A representative example of each tumor type was examined for EGF-IRDye uptake ex vivo. The U251-GFP tumors showed EGF-IRDye uptake corresponding to the size and shape of the tumor tissue, as seen when ex vivo GFP, EGF-IRDye, and HE images [Fig. 6a] were compared. In contrast, a representative 9L-GFP tumor-bearing mouse showed heterogeneous EGF-IRDye uptake which did not correspond to the tumor size and shape when the EGF-IRDye image was compared to corresponding GFP and HE images [Fig. 6b].

Figure 6.

Figure 6

Example EGF-IRDye detection of 9L-GFP and U251-GFP intracranial tumors. (a) Ex vivo EGF-IRDye, GFP, and H+E sections of a representative mouse from the U251-GFP group are shown in the first row. Qualitatively corresponding in vivo MRI images of the same section are shown in the second row. (b) Ex vivo EGF-IRDye, GFP, and H+E sections of a representative mouse from the 9L-GFP group are shown in the first row. Qualitatively corresponding in vivo MRI images of the same section are shown in the second row.

DISCUSSION

Significant detection differences are seen between standard MR imaging sequences and functional optical spectroscopy for different glioma tumor models. Detection via tumor structure is difficult for diffusely growing tumor tissues, and diffuse optical measurement may significantly improve tumor detection when used to probe fluorescent proteins that are specific to the molecular features of a tumor. In contrast, optical imaging for well demarcated bulk tumors was less sensitive than MRI as standard MR sequences can generally provide 100% sensitivity and specificity in these cases. Glioma tumors are incurable and cause death from their diffuse, infiltrative component, which is not easily visualized or resected and thus continues to grow following surgical intervention. Additionally in pediatric glioma some of the more problematic cases come in a diffuse morphology which is not as readily observed by standard contrast MR imaging.

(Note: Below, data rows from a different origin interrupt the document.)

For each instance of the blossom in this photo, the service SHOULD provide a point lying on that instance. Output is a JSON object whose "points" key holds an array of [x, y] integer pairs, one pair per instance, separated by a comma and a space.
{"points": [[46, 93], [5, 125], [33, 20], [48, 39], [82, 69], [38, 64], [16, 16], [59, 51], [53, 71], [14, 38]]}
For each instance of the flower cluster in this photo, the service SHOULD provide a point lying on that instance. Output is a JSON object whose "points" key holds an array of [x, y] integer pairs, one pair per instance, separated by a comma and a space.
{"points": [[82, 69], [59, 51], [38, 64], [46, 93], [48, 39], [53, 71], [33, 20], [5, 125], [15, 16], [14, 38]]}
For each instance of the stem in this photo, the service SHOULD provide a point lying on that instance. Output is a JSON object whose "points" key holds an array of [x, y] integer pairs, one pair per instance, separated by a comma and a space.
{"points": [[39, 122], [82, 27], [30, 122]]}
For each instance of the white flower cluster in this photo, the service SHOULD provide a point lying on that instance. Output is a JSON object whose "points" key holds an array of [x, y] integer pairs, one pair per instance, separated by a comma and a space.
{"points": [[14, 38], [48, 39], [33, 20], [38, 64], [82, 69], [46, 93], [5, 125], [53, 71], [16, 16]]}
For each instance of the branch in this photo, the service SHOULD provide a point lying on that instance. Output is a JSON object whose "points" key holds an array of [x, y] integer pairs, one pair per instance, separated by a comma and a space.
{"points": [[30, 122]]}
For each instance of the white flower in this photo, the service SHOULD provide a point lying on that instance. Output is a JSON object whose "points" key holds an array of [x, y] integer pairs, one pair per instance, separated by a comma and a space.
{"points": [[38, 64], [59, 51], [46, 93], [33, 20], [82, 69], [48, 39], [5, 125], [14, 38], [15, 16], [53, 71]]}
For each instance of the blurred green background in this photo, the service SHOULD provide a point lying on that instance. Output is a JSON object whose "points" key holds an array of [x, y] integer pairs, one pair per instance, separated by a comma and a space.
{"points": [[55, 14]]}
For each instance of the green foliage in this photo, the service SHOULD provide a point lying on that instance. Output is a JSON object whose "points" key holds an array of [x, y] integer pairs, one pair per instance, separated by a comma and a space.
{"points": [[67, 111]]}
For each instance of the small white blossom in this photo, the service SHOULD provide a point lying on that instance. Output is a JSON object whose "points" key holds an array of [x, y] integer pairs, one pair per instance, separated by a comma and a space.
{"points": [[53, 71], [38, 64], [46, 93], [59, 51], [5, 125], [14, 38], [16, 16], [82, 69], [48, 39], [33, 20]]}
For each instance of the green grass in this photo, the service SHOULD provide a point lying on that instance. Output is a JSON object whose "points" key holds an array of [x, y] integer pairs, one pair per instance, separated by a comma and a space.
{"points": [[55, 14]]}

Optical imaging of tumors is now widespread through most preclinical research centers, and optimization of the approach for detection of deep orthotopic tumors is an area which is developing,18 but is still limited in utility due to light sampling through bulk tissue. While many imaging systems operate in reflectance mode, where the source and detector are on the same side of the animal, detection of tumors deep in the tissue is generally not successful with this approach. Transmittance-style imaging of fluorescence is an effective way to improve signal, yet it requires careful system analysis, and is highly sensitive to the tissue geometry and signal normalization process.19, 20, 21, 22 Commercial transmittance-style systems are now available, but measurements must be interpreted with care due to the nonlinear response and attenuation, as well as the effects of tissue curvature and tissue layers. However, since the light spreads throughout the tissue and is transmitted diffusely through the tissue, the ability of this scattered light field to sample tumors which are infiltrating and have a “diffuse growth morphology” would likely be good if utilized appropriately.23

In the current study, a simulation of two different source-detector configurations, modeling the single channel, and multichannel transmission spectroscopy system was used to assess brain tumor detection at varied locations in the cranium. Brain tumor detection over non-tumor-bearing control animals was better for the two fiber optic source-detector configuration [Fig. 1e], then the eight fiber optic source-detector configuration [Fig. 1f] when the tumor was at the center of the brain. However, when the simulated tumor was more realistically placed in 1 mm in from the top left edge of the brain on all axes, tumor detection was better using the eight fiber optic source-detector configuration [Fig. 1h] than the two fiber optic source-detector configuration [Fig. 1g]. Thus, when the tumor was directly in the measurement plane, the two fiber optic configuration measured higher contrast difference than the eight fiber optic configuration. In the case of the eight fiber optic configuration, all measurements from around the head were averaged into a single number, and thus light path measurements that did not travel directly across the tumor tissue positioned at the center of the brain confounded the detection of the tumor by signal averaging.23 Conversely, when the tumor was placed more realistically, the eight fiber optic configuration performed better than the two fiber optic configuration since the eight fiber optic configuration provided a more robust measurement of fluorescence signal from around the cranium as opposed to a single light path across the brain.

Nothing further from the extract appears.